I’m Grateful But I Still Want More
On loving your life and still expanding it
I’ve always been drawn to ampersands—the “&” symbol. I even have one tattooed on my inner ankle. Because the “&” doesn’t end the sentence. It keeps it going.
I think that’s why it’s always stuck with me.
I love my life. I am incredibly blessed on too many margins to count.
And I still want more.
Both things can be true.
My life is objectively good. No, it’s amazing. Great career. Wonderful marriage. Healthy kids. A full life, by any measure.
And still, I feel that pull.
I want more.
Not in a “blow up my life” way. Just in a “keep pushing my boundaries” way. More fun. More joy. More excitement. More desire.
Sometimes “more” is small: it’s making time to see friends after a long week—because a bottle of wine (or two) and a lot of laughter fills you up more than an extra hour of sleep.
And sometimes “more” is bigger: a trip. A new hobby. A new job.
We’re told to be happy with what we have. To be grateful.
I am. I even keep a gratitude journal on my nightstand (that I fill out… occasionally).
But gratitude isn’t the finish line. I used to think gratitude was a limit. That there was only so much good fortune you were allowed—and once you had a good life, that was it. Be grateful. Be quiet.
Wanting more felt like asking too much. Unseemly. Unladylike.
I know better now.
I can honor what I have and still want more.
It’s not dissatisfaction. It’s expansion.
It’s deciding to keep reaching for what I want. Sometimes small changes. Sometimes big ones.
And I’m not asking anyone for permission.
In midlife, we’re supposed to be grateful. To slow down. To age gracefully.
I’m not interested in slowing down.
This past week, I went out with friends three times. Which is a lot.

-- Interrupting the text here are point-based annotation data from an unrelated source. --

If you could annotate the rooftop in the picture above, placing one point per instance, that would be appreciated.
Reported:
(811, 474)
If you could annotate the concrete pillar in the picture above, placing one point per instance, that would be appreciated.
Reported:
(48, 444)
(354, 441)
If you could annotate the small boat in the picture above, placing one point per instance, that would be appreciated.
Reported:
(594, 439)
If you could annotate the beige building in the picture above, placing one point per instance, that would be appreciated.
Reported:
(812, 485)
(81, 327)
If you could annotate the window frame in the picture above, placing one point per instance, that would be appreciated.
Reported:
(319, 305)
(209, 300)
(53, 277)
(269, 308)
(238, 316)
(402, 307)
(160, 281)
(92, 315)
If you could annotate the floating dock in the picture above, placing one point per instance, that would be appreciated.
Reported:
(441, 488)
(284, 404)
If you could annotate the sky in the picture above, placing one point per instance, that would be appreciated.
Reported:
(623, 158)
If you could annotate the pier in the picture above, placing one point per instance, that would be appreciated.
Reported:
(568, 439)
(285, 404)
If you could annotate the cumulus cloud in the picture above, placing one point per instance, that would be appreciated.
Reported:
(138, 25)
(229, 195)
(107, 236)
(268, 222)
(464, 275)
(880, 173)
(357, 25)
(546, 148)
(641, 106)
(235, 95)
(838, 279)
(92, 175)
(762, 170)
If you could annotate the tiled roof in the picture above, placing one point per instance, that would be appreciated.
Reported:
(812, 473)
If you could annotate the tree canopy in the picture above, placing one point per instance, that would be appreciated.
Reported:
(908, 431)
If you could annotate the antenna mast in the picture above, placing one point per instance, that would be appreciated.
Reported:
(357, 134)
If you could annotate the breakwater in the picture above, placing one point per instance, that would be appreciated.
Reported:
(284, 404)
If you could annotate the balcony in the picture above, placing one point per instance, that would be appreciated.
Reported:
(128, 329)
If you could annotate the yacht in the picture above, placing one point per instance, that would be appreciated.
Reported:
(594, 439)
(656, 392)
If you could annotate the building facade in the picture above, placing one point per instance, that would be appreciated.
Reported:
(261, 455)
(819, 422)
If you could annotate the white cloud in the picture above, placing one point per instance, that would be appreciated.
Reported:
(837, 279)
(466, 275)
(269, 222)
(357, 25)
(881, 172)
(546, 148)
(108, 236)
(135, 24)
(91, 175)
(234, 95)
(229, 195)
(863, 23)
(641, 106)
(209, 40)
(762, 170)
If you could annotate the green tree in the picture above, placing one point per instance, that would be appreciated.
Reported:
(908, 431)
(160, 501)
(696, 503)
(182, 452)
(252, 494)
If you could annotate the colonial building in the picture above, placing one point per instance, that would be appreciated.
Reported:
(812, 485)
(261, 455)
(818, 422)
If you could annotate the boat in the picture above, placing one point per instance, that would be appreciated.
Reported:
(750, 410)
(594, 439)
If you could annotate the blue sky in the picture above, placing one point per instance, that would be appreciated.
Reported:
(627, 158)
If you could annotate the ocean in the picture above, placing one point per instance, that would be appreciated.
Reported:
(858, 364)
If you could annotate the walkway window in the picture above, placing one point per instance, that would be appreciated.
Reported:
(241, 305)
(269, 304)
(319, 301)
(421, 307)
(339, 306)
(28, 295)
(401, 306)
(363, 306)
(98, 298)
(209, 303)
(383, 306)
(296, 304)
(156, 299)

For most people—and honestly, for me too.
On the third night, my 10-year-old daughter rolled her eyes as I waited for my friends to pick me up. “You’re going out again, Mom? Don’t you like spending time with your kids?”
At 10, she really has a way with words. And a talent for twisting the knife.
I gave her a hug and reminded her that I loved her (and her sister, and their dad).
And then I said, “It’s important to me that I spend time with my friends, just like it’s important to you that you spend time with yours.”
I’d like to say she accepted that with grace and acknowledged how wise her mother was. But I’m pretty sure I just got another pre-teen eye roll.
Still, it matters that she sees her mother with a full life.
My daughters are tiny versions of me. And I have a feeling they’re going to spend their lives reaching for more. I’m showing them now that they don’t have to apologize for that. That they can want more, and go get it.
And maybe one day, when they’re older, they’ll want matching mother-daughter “&” tattoos.
I hope they never stop wanting more.




I feel the same way, I think it’s ok to want more as long as you’re grateful for what you have. Wanting more is how we grow and I think no one should ever stop. Life has too much to offer.
There is nothing wrong with living life to its fullest!
That is the want everyone should have!